MIAMI -- An unlikely hero kept the Miami Dolphins on the right track for their bid to an AFC playoff bid.
The Dolphins, down three defensive starters and facing future Hall of Fame quarterback Tom Brady, perhaps the best come-from-behind player in the NFL, made a rousing defensive stand to defeat New England, 24-20, on Sunday at Sun Life Stadium.
"Guys are tough in there," quarterback Ryan Tannehill said, nodding toward the locker room.
Safety Michael Thomas, who spent his entire one-and-a-half-year NFL career on the San Francisco 49ers practice squad until signing with the Dolphins on Tuesday. Thomas, an undrafted free agent from Stanford who was making his NFL debut, intercepted a Brady pass in the end zone with two seconds left to preserve the victory.
"I started crying a little bit on the sideline," Thomas said. "Just after everything I've been through I just feel really blessed to have to opportunity to come out here."
The Dolphins (8-6) are hot at the right time. They are now 3-0 in December and have won four of their last five.
If the Bengals (9-4) lose late Sunday night at Pittsburgh (5-8) or if the Ravens (7-6) lose their Monday night matchup at Detroit (7-6), the Dolphins will control their own destiny for the playoffs -- a feat they have not accomplished since 2008.
Thomas's heroics were not the only unlikely event to occur on Sunday.
Entering the Sunday, the Dolphins has lost seven in row a Patriots team vying for the top seed in the AFC playoffs. Also the Dolphins had to overcome significant personnel losses.

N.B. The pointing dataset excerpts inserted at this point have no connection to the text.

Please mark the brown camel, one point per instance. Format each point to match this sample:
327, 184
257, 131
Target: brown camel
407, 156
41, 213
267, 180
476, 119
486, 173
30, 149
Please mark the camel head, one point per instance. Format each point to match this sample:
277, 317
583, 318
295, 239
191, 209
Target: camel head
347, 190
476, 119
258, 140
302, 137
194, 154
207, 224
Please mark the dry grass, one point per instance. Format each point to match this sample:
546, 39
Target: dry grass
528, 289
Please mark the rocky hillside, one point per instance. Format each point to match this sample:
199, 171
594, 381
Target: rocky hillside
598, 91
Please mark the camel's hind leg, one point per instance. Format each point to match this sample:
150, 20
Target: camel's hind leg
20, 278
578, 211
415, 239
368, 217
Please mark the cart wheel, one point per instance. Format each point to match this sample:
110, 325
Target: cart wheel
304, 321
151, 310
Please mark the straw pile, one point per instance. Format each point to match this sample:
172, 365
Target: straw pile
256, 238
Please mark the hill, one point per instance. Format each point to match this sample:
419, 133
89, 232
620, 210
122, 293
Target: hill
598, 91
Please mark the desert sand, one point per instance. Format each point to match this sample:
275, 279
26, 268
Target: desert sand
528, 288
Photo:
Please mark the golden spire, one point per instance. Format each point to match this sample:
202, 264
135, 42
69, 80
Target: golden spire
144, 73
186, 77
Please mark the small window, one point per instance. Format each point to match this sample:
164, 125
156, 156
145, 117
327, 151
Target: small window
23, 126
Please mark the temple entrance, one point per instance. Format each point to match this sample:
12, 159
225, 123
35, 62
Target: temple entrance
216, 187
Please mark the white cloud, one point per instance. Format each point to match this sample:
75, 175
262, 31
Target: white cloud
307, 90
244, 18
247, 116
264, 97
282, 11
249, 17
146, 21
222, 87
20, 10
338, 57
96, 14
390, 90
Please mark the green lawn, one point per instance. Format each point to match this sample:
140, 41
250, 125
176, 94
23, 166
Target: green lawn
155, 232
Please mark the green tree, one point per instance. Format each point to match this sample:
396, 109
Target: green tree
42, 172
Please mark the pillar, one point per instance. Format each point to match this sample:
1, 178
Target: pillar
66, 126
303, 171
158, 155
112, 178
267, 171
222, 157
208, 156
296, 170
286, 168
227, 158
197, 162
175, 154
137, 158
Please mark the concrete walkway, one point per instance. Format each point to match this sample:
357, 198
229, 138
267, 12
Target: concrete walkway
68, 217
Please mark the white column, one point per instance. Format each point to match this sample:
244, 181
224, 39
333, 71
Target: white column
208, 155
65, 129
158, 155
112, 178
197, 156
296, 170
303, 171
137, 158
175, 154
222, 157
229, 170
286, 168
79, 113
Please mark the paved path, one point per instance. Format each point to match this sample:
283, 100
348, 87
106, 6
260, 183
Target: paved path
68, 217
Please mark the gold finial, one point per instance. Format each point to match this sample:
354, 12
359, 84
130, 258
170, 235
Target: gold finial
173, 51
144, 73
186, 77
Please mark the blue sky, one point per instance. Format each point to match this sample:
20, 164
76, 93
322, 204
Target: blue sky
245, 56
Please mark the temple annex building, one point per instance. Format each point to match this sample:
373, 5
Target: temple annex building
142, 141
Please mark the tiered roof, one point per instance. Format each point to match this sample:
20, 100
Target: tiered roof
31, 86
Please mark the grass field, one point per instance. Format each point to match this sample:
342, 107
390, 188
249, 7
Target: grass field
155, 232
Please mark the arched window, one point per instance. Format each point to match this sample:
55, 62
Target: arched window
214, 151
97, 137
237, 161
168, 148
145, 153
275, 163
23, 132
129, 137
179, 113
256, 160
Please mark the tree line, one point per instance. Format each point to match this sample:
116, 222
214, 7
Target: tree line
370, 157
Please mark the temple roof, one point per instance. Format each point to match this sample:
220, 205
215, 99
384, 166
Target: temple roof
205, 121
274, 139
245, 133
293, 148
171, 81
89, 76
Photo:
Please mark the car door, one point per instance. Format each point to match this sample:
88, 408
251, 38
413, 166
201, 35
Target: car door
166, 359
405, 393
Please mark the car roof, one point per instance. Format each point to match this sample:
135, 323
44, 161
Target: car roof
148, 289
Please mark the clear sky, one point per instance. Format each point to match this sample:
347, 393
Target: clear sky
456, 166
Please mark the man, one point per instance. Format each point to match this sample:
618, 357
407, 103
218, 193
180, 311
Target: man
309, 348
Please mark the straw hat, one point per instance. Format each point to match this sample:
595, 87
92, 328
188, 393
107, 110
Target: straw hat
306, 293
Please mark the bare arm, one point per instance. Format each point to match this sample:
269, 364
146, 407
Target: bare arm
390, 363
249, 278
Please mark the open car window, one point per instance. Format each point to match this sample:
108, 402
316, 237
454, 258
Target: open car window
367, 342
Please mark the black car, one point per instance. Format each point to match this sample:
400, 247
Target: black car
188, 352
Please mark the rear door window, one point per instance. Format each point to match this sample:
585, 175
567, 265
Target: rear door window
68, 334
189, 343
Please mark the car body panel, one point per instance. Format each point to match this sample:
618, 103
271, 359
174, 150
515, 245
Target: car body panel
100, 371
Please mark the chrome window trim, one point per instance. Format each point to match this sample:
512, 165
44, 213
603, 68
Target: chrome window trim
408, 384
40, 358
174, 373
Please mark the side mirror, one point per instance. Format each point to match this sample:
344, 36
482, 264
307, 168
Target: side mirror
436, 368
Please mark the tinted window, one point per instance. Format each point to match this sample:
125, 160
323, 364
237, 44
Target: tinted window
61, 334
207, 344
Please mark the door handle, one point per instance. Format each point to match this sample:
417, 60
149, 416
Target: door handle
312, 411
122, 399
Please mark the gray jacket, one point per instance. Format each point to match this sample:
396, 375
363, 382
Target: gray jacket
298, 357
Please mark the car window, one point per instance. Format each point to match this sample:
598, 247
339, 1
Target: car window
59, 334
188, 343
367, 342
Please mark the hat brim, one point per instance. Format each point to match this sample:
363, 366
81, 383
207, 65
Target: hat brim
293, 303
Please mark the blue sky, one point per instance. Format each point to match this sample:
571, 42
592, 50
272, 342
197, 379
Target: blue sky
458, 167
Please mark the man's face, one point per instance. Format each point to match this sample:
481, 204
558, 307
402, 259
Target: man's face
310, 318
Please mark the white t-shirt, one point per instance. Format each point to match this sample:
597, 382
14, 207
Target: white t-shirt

And the Dolphins overcame both.
"To finally beat them is a big thing," left tackle Bryant McKinnie said. "It's almost like you're getting over the hump finally."
Tannehill (25-for-37, 312 yards, three touchdowns, no interceptions) was spectacular Sunday. Considering what was at stake, it might have been the best performance of his young career. Trailing, 20-17, in the fourth quarter, Tannehill drove the Dolphins 60 yards on nine plays in their final possession, all the while threading the needle with pinpoint accurate passes.
The payoff was a blind 14-yard touchdown pass to running back 5-foot-9, 195-pound Marcus Thigpen with 1:15 remaining that gave the Dolphins a 24-20 lead.
"I couldn't really see him at all behind big (McKinnie)," Tannehill said of the 6-8, 370-pound McKinnie. "I trusted him, threw it out there and he made the adjustment and got into the end zone."
Then the game was in the hands of the defense, which was missing tackle Paul Soliai (ankle) and cornerbacks Brent Grimes (cramps) and Nolan Carroll (knee). They subbed with rookie Will Davis at one cornerback, safety Jimmy Wilson at the other cornerback and Thomas playing the nickel (slot) defensive back.
Brady (34-for-55 passing, 364 yards, two touchdowns, one interception) took over at his own 20-yard line with 1:15 left.
He drove the Patriots (10-4) to the Dolphins' 14-yard line with six seconds left. On third down he threw the Thomas interception on a pass intended for wide receiver Austin Collie.
"It was the longest 75 seconds of my life," Tannehill said of watching Brady's final possession.
Miami coach Joe Philbin, rarely one to be overly dramatic, was his typical dry self when asked how he'd celebrate the biggest victory of his coaching career.
"I might jump in my pool," the second-year coach said. "I've been in it once since I've been here."